There were two “starters” the first was a walnut puree you ate out of the walnut shell. At this point I was too excited to actually listen to what other ingredients were in it, but it was delicious!). Secondly was a raw mussel that was deep fried in a lovely light crisp batter, which in turn cooked the mussel during the deep frying process. A nice “New Zealandly” touch of a hand painted shell garnished the dish. This starter was not surprisingly, very “seafoody”, which was less to the Husband’s liking.

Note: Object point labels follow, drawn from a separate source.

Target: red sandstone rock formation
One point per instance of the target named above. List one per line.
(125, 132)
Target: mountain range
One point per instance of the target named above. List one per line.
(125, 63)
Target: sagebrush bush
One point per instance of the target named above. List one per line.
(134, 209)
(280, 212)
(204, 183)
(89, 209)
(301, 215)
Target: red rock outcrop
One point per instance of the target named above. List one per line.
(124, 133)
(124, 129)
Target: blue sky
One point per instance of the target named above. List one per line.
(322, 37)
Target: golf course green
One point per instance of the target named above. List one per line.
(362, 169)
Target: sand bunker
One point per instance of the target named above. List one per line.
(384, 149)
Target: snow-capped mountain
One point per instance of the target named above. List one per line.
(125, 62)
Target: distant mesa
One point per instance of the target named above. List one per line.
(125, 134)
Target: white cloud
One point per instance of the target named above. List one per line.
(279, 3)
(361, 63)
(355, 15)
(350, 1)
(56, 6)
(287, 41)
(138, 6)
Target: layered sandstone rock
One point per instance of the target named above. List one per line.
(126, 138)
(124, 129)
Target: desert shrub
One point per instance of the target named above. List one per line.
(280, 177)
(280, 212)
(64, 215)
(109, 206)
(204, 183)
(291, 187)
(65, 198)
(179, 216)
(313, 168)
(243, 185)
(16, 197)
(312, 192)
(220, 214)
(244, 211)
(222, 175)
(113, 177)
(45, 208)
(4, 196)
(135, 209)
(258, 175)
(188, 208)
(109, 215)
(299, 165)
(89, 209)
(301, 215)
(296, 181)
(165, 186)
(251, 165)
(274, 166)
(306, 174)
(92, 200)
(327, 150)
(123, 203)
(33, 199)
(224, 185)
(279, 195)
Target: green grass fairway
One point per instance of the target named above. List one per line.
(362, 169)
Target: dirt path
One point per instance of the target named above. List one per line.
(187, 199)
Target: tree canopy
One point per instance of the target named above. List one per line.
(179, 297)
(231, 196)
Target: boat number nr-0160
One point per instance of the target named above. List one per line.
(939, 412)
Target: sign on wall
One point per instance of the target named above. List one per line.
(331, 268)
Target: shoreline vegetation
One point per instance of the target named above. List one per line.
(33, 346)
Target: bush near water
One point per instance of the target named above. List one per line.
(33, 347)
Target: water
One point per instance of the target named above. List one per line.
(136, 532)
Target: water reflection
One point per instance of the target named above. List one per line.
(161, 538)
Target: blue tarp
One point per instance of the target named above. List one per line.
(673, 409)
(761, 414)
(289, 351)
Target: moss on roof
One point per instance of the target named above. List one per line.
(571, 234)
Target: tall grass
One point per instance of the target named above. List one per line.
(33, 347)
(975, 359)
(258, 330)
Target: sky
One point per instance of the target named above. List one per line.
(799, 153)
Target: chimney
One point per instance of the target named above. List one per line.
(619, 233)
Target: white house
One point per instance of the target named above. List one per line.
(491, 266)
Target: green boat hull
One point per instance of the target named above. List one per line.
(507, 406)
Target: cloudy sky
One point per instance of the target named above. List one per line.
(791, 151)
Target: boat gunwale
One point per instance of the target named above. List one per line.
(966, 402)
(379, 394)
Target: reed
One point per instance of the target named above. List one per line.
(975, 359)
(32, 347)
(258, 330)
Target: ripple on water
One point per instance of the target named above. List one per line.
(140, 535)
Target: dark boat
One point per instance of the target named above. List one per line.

·         Tomato, Smoked Seasame, Eleven Basils - Equipo Navazos La Bota No. 27 Fino – Jerez, Spain.
This dish was accompanied by probably the most pleasant sherry I’ve tried. Sherry is an interesting choice but dry and sweet enough to be a good accompaniment to the smokiness of the seasame and the freshness of the basils. Who know that there were eleven types of basil you could grow in Australia? Well it’s in the Attica kitchen garden!




·         A simple dish of Potato cooked in the earth it was grown - Moss Anjou 2010 - Anjou, France
The cooking process of the potato resembled that of a New Zealand ‘Hangi’ (hey bro!) whereby the potato is packed into the earth and slow cooked in it. The potato arrived like a glossy-golden egg nestled on a bed of crispy sage leaves and a smoked anchovy/olivey white cream.

·         Meat from the Pearl Oyster - Castagna ‘Allegro’ Rose 2010 – Beechwoth, Victoria
I’m well used to wearing pearls, but who knew you could eat Pearl meat? Attica source this pearl meat from Paspaley pearls none the less. The texture is reminiscent of a scallop, but perhaps slightly denser but with a subtle-oyster like flavour. The rose worked beautifully, it was the light pink/sunset colour rose rather than type that resembles red cordial.


·         Flinders Island Wallaby, Bunya Pine, Native Currant - Guiseppe Travesa ‘Sori Ciabot’ Barbaresoc 2006 from Piedmont, Italy and Cuvee Ripponlea Syrah 2011 – Heathcote, Victoria.

Wallaby meat was very succulent, like a cross between venison and kangaroo, but without the pungent taste of kangaroo. Worked well with the bunya pine which again was sourced locally. The wallaby was literally hunted down on Flinders Island and presumably shot down with a bow and arrow Hunger Games style.  Accompanied with wine made by Banjo and a couple of his mates(the Ripponlea Syrah) which is now stocked exclusively at Attica.
·         Raisins Whey & Hazelnut – Knoll Gruner Veltliner Beerenauslese 2007 – Wachau, Austria, Man O’ War ‘Ironclad’ Cabernet Blend 2008 – Waiheke Island New Zealand, New Zealand),
·         Afghan Biscuit  - Equipo Navazos ‘Casa del Inca’ Pedro Ximenez – Jerez, Spain (As drank at FermentAsian!) and Holgate ‘Temptress’ Chocolate Porter – Macedon, Victoria
·         The Pukeko’s Egg – Quinta do Noval 20 year old Tawny - Oporto, Portugal and Domaine La Barroche ‘Terrior’ 2009 – Chateauneuf-du-Pepe, France




All three desserts were delicious and inventive (especially the Afghan Biscuit, which we coined ‘grown up cornflakes’), but for me it was all about the mains. The desserts were just the icing on the cake of a truly spectacular meal.
Am I brave enough to cook with Port Melbourne sea lettuce or hunt down a native animal in Gasworks Park? Probably not. But Attica should inspire everyone to add something a little different their own dishes tonight, just for adventure’s sake.
What I loved: The incredibly innovative, yet delicious use of different ingredients, rather than use of the same ingredients in different methods.
What I’d like to see: The Husband taking me there weekly!  Note there is also a “tight-arse Tuesday” option of an experimental menu at a reduced price.